Après dix-huit années passées en expéditions vikings, Hálfr, de retour en Norvège, est invité par son beau-père Asmundr à un festin. L’un de ses guerriers, Insteinn, tente de le dissuader de s’y rendre. Le poème prend d’abord la forme d’un dialogue entre Insteinn et le roi. Innstein commence par mettre en garde Hálfr contre la traîtrise d’Asmundr. Puis, il lui fait part de trois rêves prémonitoires, que le roi interprète, quand à lui, de façon favorable. La deuxième partie est une incitation au combat, à la manière du Bjarkamál, au moment où les hommes de Hálfr s’apprêtent à sortir de la halle en flammes et à affronter leurs ennemis. Les paroles d’Innsteinn au moment de sa mort constituent la dernière partie du poème.

 

L’Útsteinskviða (« Chant d’Útsteinn ») ou Útsteins Kampfstrophen (« Strophes de combat d’Útsteinn ») est un poème héroïque composé en fornyrðislag, intégré à la Hálfs saga ok Hálfsrekka.

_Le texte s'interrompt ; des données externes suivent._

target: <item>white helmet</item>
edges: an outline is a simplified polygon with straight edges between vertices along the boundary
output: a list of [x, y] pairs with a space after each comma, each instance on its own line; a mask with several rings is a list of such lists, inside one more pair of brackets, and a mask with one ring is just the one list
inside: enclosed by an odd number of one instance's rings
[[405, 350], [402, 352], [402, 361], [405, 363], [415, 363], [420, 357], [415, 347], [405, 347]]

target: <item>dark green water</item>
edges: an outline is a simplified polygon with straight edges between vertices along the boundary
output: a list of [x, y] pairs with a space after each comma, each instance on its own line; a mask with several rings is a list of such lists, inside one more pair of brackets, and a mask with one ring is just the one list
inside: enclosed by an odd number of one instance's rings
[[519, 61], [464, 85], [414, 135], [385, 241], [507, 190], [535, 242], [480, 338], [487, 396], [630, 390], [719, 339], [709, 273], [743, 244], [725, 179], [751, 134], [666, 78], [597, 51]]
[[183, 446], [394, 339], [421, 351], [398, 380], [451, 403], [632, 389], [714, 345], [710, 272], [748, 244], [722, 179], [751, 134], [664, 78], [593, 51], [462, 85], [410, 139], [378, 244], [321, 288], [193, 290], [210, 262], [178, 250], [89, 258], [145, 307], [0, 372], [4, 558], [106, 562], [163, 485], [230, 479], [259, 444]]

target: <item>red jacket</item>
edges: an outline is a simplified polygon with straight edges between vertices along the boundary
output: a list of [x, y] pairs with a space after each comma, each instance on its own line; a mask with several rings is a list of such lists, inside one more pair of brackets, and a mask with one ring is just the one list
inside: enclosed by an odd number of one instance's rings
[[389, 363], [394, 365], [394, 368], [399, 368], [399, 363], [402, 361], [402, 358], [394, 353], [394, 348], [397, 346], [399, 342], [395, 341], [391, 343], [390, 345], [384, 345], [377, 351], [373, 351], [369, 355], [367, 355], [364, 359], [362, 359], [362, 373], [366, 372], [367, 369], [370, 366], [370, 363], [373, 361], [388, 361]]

L’Útsteinskviða est l’un des trois poèmes de forme eddique (strophes en fornyrðislag) intégrés à la Hálfs saga ok Hálfsrekka (ch. 15). Après la mort de Hálfr, Útsteinn, l’un des champions du roi, s’est installé à la cour d’Eysteinn, roi de Danemark, son parent. Il entre en conflit avec les fils d’Úlfr, le conseiller du roi. Le poème consiste en un dialogue entre Útsteinn et Úlfr, au cours duquel le héros évoque ses exploits aux côtés de Hálfr. Il se conclut par un échange de répliques avec Eysteinn.

La Hróksviða ou Hrókslied (« Chant de Hrókr ») est un poème héroïque composé en fornyrðislag, intégré à la Hálfs saga ok Hálfsrekka (ch. 16).

Après la mort de Hálfr, Hrókr séjourne, anonymement, à la cour du roi Haki. Dans ce poème, il évoque les exploits de Hálfr et de ses guerriers, qui contrastent douloureusement avec sa situation présente, sa volonté de venger le roi, et son amour pour Brynhildr, la fille de Haki. La tonalité élégiaque de la Hróksviða rappelle le Víkarsbálkr. Mais la plainte de Hrókr est entendue par Brynhildr, qu’il épouse.